It's a bit mad, or is it, that I should start my official blog by talking about none other than the wonderful Damien Rice? Why, you might ask? Well, apart from "why not", and it hadn't been my intention, but since my last Myspace friend request was from someone who, I swear, could be the ricey equivalent to Paul Simon's Chevy Chase in "You can call me AL", I couldn't help but let off a little bit, alright? I mean, why should it surprise a Paddy, that someone from north america might want to emulate a Paddy? Afterall, it makes a pleasant change from some one from Kerry say, trying to take off an Eddie Vedder, or a Jeff Buckley. Beats sounding like Christy or Daniel, right? Or does it? It's what I've heard some folk hanging in and around Dublin call a "mid Atlantic thang or twang". They make a George Hamilton tan sound like cancer. You know who you are-get a wife!

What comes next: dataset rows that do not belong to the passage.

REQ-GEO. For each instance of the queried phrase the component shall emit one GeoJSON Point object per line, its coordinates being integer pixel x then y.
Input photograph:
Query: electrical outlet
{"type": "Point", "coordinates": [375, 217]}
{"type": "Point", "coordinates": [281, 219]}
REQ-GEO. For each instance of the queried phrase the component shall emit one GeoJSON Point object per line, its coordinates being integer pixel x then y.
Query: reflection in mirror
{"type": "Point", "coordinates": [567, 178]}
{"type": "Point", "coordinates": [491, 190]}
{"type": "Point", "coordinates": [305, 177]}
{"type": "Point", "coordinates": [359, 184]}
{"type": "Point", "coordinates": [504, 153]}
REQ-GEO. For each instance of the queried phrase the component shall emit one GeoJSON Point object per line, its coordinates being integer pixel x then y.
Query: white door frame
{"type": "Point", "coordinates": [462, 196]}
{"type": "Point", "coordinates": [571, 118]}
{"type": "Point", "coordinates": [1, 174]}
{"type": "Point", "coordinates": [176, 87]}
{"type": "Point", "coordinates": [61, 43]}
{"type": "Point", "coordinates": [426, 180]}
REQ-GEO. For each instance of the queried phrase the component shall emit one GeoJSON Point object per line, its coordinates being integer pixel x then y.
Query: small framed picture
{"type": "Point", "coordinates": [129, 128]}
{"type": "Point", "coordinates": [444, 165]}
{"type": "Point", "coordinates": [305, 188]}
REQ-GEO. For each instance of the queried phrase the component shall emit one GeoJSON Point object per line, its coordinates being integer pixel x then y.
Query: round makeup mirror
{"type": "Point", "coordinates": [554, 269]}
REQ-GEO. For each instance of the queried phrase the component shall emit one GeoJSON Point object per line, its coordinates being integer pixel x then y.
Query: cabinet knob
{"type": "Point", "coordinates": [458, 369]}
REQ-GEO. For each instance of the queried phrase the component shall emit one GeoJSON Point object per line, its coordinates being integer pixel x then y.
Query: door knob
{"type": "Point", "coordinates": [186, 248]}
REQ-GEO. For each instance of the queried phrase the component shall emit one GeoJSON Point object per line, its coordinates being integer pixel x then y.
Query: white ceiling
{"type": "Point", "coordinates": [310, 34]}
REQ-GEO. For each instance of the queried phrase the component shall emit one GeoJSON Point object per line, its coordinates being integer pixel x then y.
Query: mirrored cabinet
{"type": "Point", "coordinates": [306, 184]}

Regardless of what you think about Rice, you just have to hand it to him for getting to where he is. You must give a man his dues. I mean, lets face it, we are, afterall, a country riddled with begrudgery. One of the only things preventing Seamus Heaney from not receiving his Nobel Prize, was the fear that such begrudgery, though typical of us as a nation, would only shame us in the eyes of an admiring world. So, it was awarded him, albeit, begrudgingly. A bit like me saying : "regardless of what you think about Rice, you just have to hand it to him for getting to where he is." That sounds begrudging, doesn't it? The backhanded compliment sort of thing..? See, that's the problem. We all (The Irish that is) like to believe that all the rest of YOU are begrudging, but not I, no, I'm that evolved...yada yada.. Well, all I can say is, go on Damien, you've got there dude, doesn't matter how, and believe me, they do have their theories, but enjoy it man. The point is, it's irrelevant whether I like Rice's music or not, what matters is, that I'm able to wish him well. But, do you know what bothers me more than a begrudger? Or, singers of north American decent trying to "take him off"? It's a Paddy trying to take him off. Ladies and gentlemen, if you think David Gray caused a ruckus, then look around, there are more Rice wanabees than there are grains of rice. I won't name names. Least not in this blog. You do the math.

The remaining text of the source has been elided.